Happens with these lua versions:

% lua -v
Lua 5.3.3  Copyright (C) 1994-2016 Lua.org, PUC-Rio
% luajit -v
LuaJIT 2.1.0-beta3 -- Copyright (C) 2005-2017 Mike Pall. http://luajit.org/

FelipeLema avatar Jul 07 '20 15:07 FelipeLema

As far as I can tell, what's happening here is this, from the Libuv docs:

Warning: libuv will coalesce calls to uv_async_send(), that is, not every call to it will yield an execution of the callback. For example: if uv_async_send() is called 5 times in a row before the callback is called, the callback will only be called once. If uv_async_send() is called again after the callback was called, it will be called again.

Luv currently expects a callback for every call of async_send to be able to free the memory for the data sent.
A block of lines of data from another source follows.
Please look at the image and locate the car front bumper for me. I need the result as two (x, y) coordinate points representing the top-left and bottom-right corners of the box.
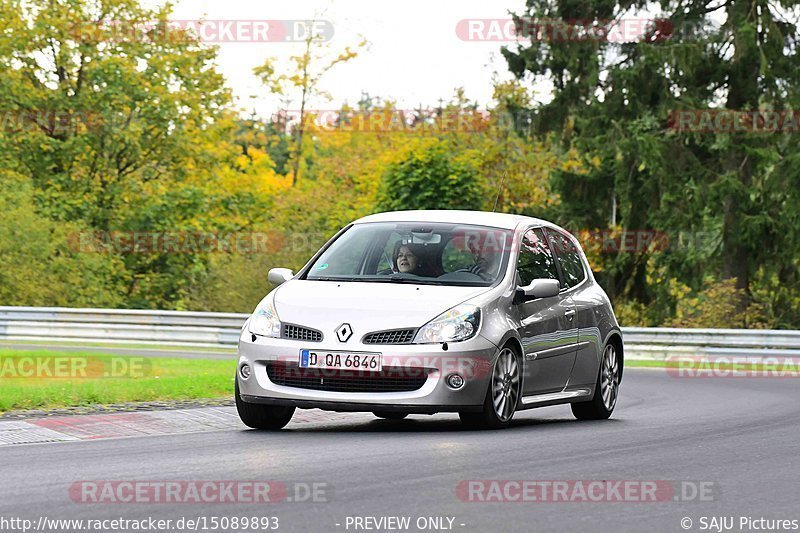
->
(236, 328), (498, 413)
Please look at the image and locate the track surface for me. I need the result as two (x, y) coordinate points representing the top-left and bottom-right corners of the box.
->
(0, 369), (800, 532)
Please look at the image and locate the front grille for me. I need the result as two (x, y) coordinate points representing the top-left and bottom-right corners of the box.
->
(364, 329), (416, 344)
(267, 361), (433, 392)
(281, 324), (322, 342)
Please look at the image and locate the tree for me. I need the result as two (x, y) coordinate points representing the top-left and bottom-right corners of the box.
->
(254, 21), (367, 186)
(378, 142), (486, 211)
(503, 0), (800, 321)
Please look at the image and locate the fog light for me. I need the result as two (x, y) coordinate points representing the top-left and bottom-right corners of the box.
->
(446, 374), (464, 390)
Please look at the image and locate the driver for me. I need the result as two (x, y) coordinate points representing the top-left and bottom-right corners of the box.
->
(393, 244), (423, 276)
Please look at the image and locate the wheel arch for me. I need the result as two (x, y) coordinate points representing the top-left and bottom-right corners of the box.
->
(606, 331), (625, 383)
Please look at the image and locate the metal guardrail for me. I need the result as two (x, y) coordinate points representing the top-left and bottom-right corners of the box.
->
(0, 306), (800, 359)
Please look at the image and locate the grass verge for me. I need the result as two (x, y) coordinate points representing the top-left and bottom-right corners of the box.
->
(0, 348), (236, 412)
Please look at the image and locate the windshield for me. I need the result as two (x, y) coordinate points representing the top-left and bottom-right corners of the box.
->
(306, 222), (512, 287)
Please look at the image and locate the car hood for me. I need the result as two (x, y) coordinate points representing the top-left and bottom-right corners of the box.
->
(275, 280), (489, 339)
Since not all sends are actually getting a callback called, though, that memory is never being freed.

With your example code, a script that prints the numbers 1-100, and a couple prints added:

read_start cb	"0\n"
lines to be sent	{  }
read_start cb	"1\n2\n3\n4\n5\n6\n"
lines to be sent	{ "01", "2", "3", "4", "5" }
read_start cb	"7\n8\n9\n10\n11\n12\n13\n"
lines to be sent	{ "67", "8", "9", "10", "11", "12" }
async cb	{ "12" }
read_start cb	"14\n15\n16\n17\n18\n19\n20\n"
lines to be sent	{ "1314", "15", "16", "17", "18", "19" }
read_start cb	"21\n22\n23\n24\n25\n"
lines to be sent	{ "2021", "22", "23", "24" }
async cb	{ "24" }
...

That's 2 async_cb's called for around 24 async_send calls.

I'm not totally sure what the solution here would be, though.
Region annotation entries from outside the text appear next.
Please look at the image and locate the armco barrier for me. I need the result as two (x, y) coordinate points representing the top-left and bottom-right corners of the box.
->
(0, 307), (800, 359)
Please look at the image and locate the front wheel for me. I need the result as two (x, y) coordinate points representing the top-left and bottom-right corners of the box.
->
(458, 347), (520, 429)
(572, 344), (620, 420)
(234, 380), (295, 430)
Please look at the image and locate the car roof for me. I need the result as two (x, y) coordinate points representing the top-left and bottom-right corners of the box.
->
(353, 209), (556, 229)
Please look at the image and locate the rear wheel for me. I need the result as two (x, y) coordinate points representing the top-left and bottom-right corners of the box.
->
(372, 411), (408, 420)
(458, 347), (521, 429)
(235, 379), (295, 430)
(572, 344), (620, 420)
squeek502 avatar Oct 22 '20 15:10 squeek502

This is actually both a memory leak and a bug, as we are dropping data here that we shouldn't be. Minimal test case:

  test("multiple sends coalesce", function(print, p, expect, uv)
    local async
    async = uv.new_async(expect(function(data)
      p(data)
      uv.close(async)
    end))
    uv.async_send(async, 'this string will be lost')
    uv.async_send(async, 'this string will be sent')
  end)

This will only print

"this string will be sent"

meaning the "this string will be lost" string is both leaked and is never given to the send callback.
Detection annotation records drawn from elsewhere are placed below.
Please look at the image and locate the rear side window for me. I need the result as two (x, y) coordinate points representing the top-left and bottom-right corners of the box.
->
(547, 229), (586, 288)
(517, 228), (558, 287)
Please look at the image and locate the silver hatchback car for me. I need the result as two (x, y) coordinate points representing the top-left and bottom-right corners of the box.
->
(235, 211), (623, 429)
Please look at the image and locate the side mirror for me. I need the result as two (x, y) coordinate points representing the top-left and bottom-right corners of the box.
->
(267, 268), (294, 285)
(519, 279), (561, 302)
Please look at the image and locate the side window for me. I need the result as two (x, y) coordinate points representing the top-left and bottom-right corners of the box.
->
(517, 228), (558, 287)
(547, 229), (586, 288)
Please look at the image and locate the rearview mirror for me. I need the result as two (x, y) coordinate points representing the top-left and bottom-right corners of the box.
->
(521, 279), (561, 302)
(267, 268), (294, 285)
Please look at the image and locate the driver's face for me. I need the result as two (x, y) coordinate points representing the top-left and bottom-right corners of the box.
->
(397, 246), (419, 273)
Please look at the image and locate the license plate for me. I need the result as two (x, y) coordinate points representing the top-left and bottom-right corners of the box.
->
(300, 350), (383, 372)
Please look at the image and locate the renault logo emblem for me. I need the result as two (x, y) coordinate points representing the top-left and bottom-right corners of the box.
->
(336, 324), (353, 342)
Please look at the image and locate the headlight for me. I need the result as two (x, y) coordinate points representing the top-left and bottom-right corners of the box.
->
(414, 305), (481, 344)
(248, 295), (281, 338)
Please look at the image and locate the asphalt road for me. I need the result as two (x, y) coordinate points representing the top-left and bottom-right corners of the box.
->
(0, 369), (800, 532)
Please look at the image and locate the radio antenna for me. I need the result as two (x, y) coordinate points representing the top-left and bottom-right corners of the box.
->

I think we need to treat async data as a FIFO queue that we push onto in luv_async_send and then pop until it's empty in luv_async_cb, calling into Lua with the popped data each time. That is, we need to coalesce the data in the same way that Libuv coalesces calls to uv_async_send.

squeek502 avatar Oct 22 '20 16:10 squeek502

Seems like a good fix, but I wonder if any users are somehow relying on the libuv behavior.

SinisterRectus avatar Oct 24 '20 14:10 SinisterRectus

Libuv doesn't handle any passing of data, so the coalesced callbacks are reasonable there (the only intention of Libuv's async is just to wake up the loop from any thread).

I guess it's possible that some Luv user is calling async_send with the same data multiple times and then expecting only 1 callback call with that data, but it seems fairly unlikely, and, with our current implementation, that will leak the data for every coalesced callback.

It's a little unfortunate that our binding does not match the Libuv code; it'd probably be better if we had split the actual data sending part into a luv-specific function (async_send_data or something).

squeek502 avatar Oct 24 '20 18:10 squeek502

Ah okay. A queue makes sense then.

SinisterRectus avatar Oct 24 '20 19:10 SinisterRectus

I don't mind changing my code at all, although I believe anyone using uv.send_async should be covered by either fixing this coalesced-call-memory-leak within luv code or by the leak being thoroughly documented (perhaps a warning?)